This code is undergoing updates. You can take a peak at your own risk :)
The code in this directory is part of an effort to make Web indexing available to all. We provide tools that allow a user to process the Common Crawl dumps (https://commoncrawl.org, containing petabytes of Web data in 40 languages).
We will be using the .wet files from Common Crawl. For more information on the WET format, please consult [...].
Note that processing Common Crawl files is a very intensive job. Please refer to the information we have compiled about benchmarking (here in the wiki) before launching your own jobs. At the same time, don't be shy: you can process small amounts of data on your laptop without problems. So give it a go, and find friends to collectively process more data!
Before you start, you will have to find the location of some .wet files to process. If you go to the Common Crawl website and look for monthly file listings, for instance here, you will find files named wet.paths.gz.
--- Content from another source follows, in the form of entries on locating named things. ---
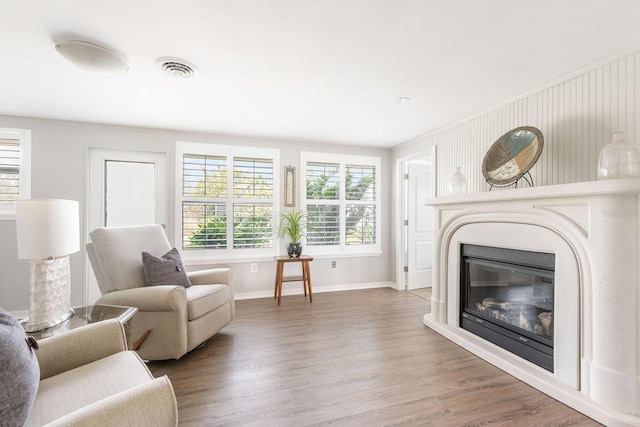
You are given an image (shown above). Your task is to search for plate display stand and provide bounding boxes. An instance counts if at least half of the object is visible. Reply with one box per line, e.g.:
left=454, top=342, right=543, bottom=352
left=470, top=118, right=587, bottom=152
left=482, top=126, right=544, bottom=191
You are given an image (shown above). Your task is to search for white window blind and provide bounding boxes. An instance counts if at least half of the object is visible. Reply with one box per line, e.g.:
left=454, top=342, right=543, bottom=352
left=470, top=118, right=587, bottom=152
left=0, top=139, right=20, bottom=205
left=0, top=128, right=31, bottom=219
left=176, top=143, right=277, bottom=256
left=301, top=152, right=380, bottom=254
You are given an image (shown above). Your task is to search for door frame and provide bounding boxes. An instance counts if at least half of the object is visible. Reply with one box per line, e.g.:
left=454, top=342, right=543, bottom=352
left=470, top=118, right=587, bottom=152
left=394, top=145, right=438, bottom=290
left=84, top=147, right=171, bottom=306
If you uncompress one of those wet.paths file, you will get a list of URLs starting with crawl-data... Prepend https://commoncrawl.s3.amazonaws.com/ to each line, and you will get a few tens of thousands of .wet files' URLs.
Each processed file now contains a number of raw text documents, which we need to further process to get a rough idea of the content of the page. In this step, we will take each raw text file, cluster the documents it contains using a technique called Locality Sensitive Hashing (LSH), and return some keywords representative of its content.
TODO
We recommend using a virtual environment. You can set it up from outside your clone repository, by doing:
virtualenv common-crawl-processor
To process raw .wet files, do:
python cc_process_wet.py --file=example-path-file.txt --lang=en
You should see the file being processed:
1 documents processed 0 documents added...
3 documents processed 0 documents added...
383 documents processed 100 documents added...
384 documents processed 100 documents added...
385 documents processed 100 documents added...
387 documents processed 100 documents added...
768 documents processed 200 documents added...